Gestion du réchauffement climatique en forêt

Le réchauffement climatique est une réalité pour les gestionnaires forestiers depuis 20 ans. Comment est-il géré ?

Températures GFI Groupement Forestier
Ecarts températures groupement forestier

Le graphe ci-contre montre l’écart des températures moyennes constatées chaque année depuis 1900 par rapport à la normale saisonnière de 1981 à 2010. A lui seul il convainc de l’existence du phénomène.

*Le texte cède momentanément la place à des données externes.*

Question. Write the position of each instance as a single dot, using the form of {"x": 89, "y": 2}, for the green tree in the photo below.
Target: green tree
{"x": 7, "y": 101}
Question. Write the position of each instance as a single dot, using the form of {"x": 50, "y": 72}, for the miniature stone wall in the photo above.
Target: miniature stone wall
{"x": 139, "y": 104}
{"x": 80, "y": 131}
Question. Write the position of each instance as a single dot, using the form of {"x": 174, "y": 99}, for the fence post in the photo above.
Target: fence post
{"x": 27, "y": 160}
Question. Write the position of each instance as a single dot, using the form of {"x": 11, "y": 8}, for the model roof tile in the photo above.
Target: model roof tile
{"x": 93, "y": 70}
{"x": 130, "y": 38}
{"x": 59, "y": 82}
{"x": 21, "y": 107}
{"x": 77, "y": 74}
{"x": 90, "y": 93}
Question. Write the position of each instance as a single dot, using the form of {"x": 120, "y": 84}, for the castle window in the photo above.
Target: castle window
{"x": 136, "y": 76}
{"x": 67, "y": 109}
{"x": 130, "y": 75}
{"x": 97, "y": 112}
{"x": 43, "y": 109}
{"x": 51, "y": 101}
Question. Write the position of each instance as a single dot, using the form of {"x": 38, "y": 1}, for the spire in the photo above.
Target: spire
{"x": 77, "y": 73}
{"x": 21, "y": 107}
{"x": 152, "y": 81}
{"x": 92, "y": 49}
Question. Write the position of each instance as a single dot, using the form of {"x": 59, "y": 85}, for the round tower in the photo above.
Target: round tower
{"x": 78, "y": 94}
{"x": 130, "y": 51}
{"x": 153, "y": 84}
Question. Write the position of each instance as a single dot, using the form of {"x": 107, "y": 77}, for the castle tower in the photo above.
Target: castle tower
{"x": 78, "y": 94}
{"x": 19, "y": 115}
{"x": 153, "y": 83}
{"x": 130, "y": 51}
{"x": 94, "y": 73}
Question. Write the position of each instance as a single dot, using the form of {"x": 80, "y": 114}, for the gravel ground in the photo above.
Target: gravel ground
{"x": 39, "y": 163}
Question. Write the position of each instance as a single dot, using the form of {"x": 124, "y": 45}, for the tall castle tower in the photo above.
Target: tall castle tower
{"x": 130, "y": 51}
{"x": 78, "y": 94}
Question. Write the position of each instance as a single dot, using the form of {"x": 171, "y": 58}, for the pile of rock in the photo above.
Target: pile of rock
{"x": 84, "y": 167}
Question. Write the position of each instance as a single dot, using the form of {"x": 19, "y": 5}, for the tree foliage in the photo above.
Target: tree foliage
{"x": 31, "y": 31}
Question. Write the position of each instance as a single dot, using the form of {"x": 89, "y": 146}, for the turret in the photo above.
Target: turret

Le graphe suivant enfonce le clou en montrant que le premier semestre de 2019 n’a pas échappé à la règle : il montre l’écart quotidien des températures minimales et maximales constatées par rapport aux normales saisonnières.

Or l’intérêt de l’acquisition d’une forêt, et donc l’intérêt de la station forestière, se mesure notamment en fonction de ses historiques de températures et de pluviométrie. La dernière carte ci-contre, qui illustre les écarts de pluviométrie par rapport à la normale pendant l’été 2019 deviendra-t ‘elle la carte de référence pour choisir le lieu d’acquisition d’une forêt ? Les parties en rouge correspondront-elle bientôt à des landes ou des déserts ? La forêt y a-t ‘elle un avenir ?

Il est vrai que les événements sanitaires des dernières années justifient que l’on se pose la question. Depuis trois ans les Epicéas du Nord-Est de la France, mais de manière générale de toutes les zones peu arrosées, sont touchés par des attaques de scolytes, coléoptères qui les tuent en quelques mois. Une tempête (elle aussi le fruit du dérèglement climatique ?) a touché le Nord-Est de l’Europe, mettant au sol de nombreux arbres dans lesquels l’insecte s’est logé et reproduit. Le Frêne est menacé de disparition en France, depuis que la Calarose (un champignon) se répand, en partant du quart Nord-Est de notre territoire.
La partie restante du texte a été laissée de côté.